An open API service indexing awesome lists of open source software.

https://github.com/jamogriff/markup-front-matter-parser

An OOP-y Python package to parse front matter from markup files
https://github.com/jamogriff/markup-front-matter-parser

factory-pattern front-matter html markdown markup parser python

Last synced: 5 months ago
JSON representation

An OOP-y Python package to parse front matter from markup files

Awesome Lists containing this project

README

          

# Markup Front Matter Parser

This is an OOP-y Python package for parsing the Front Matter of markup files (e.g. .md, .html).
Front Matter is a `YAML` snippet at the top of a markup file that stores metadata
that is used commonly in [Jekyll](https://jekyllrb.com/docs/front-matter/) static sites.

Note that this package is a simple front matter parser that will only parse single
line key-values. It currently __does not support__ parsing multi-line front matter mapping entries (e.g. `YAML` lists).

## Usage

Install the package with:
```
pip install markup-front-matter-parser
```

In your code import the following:
```
from markup_front_matter_parser import FrontMatterParserFactory, InvalidFrontMatterError
```
**Note:** If you'd like to add type-hints to objects, then you can additionally import `MarkupFile`, `MarkupContent`, and `FileFormat`.

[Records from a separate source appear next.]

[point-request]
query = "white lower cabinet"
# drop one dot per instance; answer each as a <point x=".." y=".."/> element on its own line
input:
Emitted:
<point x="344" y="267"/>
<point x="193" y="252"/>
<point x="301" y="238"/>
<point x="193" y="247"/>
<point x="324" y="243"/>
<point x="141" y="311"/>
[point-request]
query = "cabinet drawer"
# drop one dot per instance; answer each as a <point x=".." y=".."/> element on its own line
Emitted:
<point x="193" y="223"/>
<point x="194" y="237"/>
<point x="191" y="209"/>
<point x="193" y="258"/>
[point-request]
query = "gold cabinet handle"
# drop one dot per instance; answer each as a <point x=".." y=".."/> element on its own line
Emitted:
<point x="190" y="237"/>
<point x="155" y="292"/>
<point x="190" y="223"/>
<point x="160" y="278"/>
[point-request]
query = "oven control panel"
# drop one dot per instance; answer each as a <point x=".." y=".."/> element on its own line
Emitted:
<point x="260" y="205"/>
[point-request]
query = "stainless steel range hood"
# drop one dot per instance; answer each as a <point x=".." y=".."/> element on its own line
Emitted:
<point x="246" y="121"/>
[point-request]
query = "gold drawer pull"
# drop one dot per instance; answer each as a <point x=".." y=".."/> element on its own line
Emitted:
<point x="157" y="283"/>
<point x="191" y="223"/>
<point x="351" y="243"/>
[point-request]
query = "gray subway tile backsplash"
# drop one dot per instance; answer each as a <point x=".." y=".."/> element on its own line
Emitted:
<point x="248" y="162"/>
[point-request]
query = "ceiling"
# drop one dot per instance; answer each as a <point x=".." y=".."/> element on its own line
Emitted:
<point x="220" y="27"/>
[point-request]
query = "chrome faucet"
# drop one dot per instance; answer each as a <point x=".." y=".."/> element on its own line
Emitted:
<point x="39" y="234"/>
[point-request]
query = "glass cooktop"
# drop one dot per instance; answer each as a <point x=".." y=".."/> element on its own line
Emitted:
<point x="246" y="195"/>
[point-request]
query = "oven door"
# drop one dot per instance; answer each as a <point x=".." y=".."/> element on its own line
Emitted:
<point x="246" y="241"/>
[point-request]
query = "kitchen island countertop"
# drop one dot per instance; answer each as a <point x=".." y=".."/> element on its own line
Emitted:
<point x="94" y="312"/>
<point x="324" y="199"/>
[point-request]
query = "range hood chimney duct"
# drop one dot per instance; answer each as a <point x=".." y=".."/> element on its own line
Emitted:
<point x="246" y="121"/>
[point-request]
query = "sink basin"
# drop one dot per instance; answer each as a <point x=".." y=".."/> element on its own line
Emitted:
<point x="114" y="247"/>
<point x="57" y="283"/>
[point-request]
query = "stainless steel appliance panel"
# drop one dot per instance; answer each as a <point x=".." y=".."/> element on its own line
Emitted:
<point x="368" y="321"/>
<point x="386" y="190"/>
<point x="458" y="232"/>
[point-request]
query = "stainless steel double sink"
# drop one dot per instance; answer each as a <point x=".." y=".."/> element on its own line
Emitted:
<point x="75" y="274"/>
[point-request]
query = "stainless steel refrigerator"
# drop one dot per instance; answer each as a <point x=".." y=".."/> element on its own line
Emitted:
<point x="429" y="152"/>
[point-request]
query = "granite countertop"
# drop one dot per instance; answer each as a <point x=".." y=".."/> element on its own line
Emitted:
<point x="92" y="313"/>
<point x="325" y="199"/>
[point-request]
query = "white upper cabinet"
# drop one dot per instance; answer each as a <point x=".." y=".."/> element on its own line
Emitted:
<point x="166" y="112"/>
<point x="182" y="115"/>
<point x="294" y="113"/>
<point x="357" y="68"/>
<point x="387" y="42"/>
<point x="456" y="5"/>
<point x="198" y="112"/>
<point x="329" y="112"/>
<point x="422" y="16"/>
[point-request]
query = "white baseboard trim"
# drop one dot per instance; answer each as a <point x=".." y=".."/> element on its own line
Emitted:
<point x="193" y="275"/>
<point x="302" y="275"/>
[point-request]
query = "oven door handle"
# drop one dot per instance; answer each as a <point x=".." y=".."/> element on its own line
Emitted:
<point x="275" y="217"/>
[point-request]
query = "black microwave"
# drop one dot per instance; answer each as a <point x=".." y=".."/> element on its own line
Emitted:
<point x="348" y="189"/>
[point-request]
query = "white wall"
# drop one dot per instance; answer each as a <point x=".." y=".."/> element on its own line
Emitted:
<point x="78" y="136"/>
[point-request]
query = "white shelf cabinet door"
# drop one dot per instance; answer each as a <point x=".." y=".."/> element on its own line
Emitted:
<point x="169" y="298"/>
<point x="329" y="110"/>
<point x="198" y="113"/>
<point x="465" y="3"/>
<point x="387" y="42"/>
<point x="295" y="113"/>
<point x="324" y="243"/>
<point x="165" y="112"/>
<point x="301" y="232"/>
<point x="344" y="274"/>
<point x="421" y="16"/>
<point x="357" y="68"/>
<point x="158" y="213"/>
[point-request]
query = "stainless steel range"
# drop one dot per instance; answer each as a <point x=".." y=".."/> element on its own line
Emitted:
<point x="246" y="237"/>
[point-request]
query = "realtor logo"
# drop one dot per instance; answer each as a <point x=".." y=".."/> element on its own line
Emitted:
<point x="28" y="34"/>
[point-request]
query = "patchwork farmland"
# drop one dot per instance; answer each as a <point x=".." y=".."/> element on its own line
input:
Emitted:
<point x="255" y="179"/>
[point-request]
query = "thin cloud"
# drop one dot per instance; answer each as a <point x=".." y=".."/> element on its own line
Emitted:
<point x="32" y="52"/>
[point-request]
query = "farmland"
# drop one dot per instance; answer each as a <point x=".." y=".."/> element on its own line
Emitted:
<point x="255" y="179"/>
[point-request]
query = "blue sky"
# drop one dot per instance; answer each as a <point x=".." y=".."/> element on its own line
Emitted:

To use in your code, start by creating an instance of `FrontMatterParserFactory` and then call `get_parser()` with the desired file you want parsed:
```
parser_factory = FrontMatterParserFactory()
parser: AbstractFrontMatterParser = parser_factory.get_parser("songs/crazy-train.md")
```

Obtaining the parser may raise a `ValueError` if the file type is incompatible and a `FileNotFoundError` if the file is not found.
Calling `parse()` on this parser instance will return a `MarkupFile` instance that contains the parsed front matter and other attributes:
```
try:
markup_file: MarkupFile = parser.parse()
except InvalidFrontMatterException as e:
[...]
```

For example, parsing the file `crazy_train.md`:
```
---
name: Crazy Train
artist: Ozzy Osbourne
---
# This is content.
Hooray for content
```

Would result in a `MarkupFile` object composed of:
- A front_matter attribute: `{"name": "Crazy Train", "artist": "Ozzy Osbourne"}`
- A content attribute (an instance of `MarkupContent` [specifically the `raw` attribute]): `"# This is content.\nHooray for content\n"`
- A path attribute: `"crazy_train.md"`
- A file_format attribute: `FileFormat.MARKDOWN`

The `parse()` method will raise an informative `InvalidFrontMatterError` if the file's front matter cannot be parsed.

## Code Overview

This was written within the context of an in-depth sprint of learning Python, so it may not be the most practical package for the job.
The architecture of the package uses the factory pattern and was designed so that future improvements would not change the public API.
In addition, each subclass of `AbstractFrontMatterParser` could easily implement their own tokenizing of file-specific markup content.
In this fashion, the package could then become a holistic markup parser rather than solely just a front matter parser.